Cyberattaque au Ministère de l'Intérieur

Le 11 décembre 2025, le Ministère de l’Intérieur français a été la cible d’une cyberattaque. Dans cet article, je retrace de manière chronologique le déroulement de l’incident, en analysant les différentes étapes suivies par les cybercriminels, depuis la compromission initiale jusqu’aux premières contre-mesures mises en œuvre par les autorités.

11 - 12 décembre 2025 - Détection de l'attaque

Les serveurs de messagerie du Ministère de l'Intérieur ont été infiltrés et des codes d'accès ont été récupérés à partir de boîte mail professionelles.
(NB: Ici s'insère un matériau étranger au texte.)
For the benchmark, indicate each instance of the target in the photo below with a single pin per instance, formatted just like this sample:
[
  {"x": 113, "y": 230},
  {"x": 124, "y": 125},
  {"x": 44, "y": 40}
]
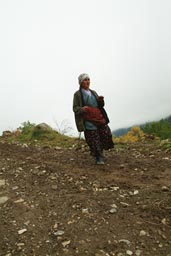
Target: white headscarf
[{"x": 82, "y": 77}]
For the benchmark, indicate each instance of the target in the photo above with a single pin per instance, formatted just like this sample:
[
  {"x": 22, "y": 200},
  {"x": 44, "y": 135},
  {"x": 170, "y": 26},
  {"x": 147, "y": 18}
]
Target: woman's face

Points d'entrées possibles dans les boîtes mail professionnelles :

  • Phishing ciblés
  • Absence ou contournement de MFA

12 décembre 2025 - Première révélation publique et début de l'enquête

Le lendemain de l'infiltration des serveurs de messagerie par les hackers Laurent Nuñez, le Ministre de l'Intérieur actuel indique publiquement que les serveurs de messagerie ont été visé par une cyberattaque avec certain accès à des fichiers sensibles.
À ce stade de l'enquête, les autorités n'ont pas la preuve d'une extraction massives des données.

13 - 16 décembre 2025 - Évaluation des dégâts

La cyberattaque est désormais reconnue comme s’étant étendue sur plusieurs jours. Durant cette période, les cybercriminels ont non seulement procédé à l’extraction de données, mais ont surtout consulté des fichiers issus de bases de données sensibles. On parle de d'une dizaine de fichiers extraits mais des millions de données consultées.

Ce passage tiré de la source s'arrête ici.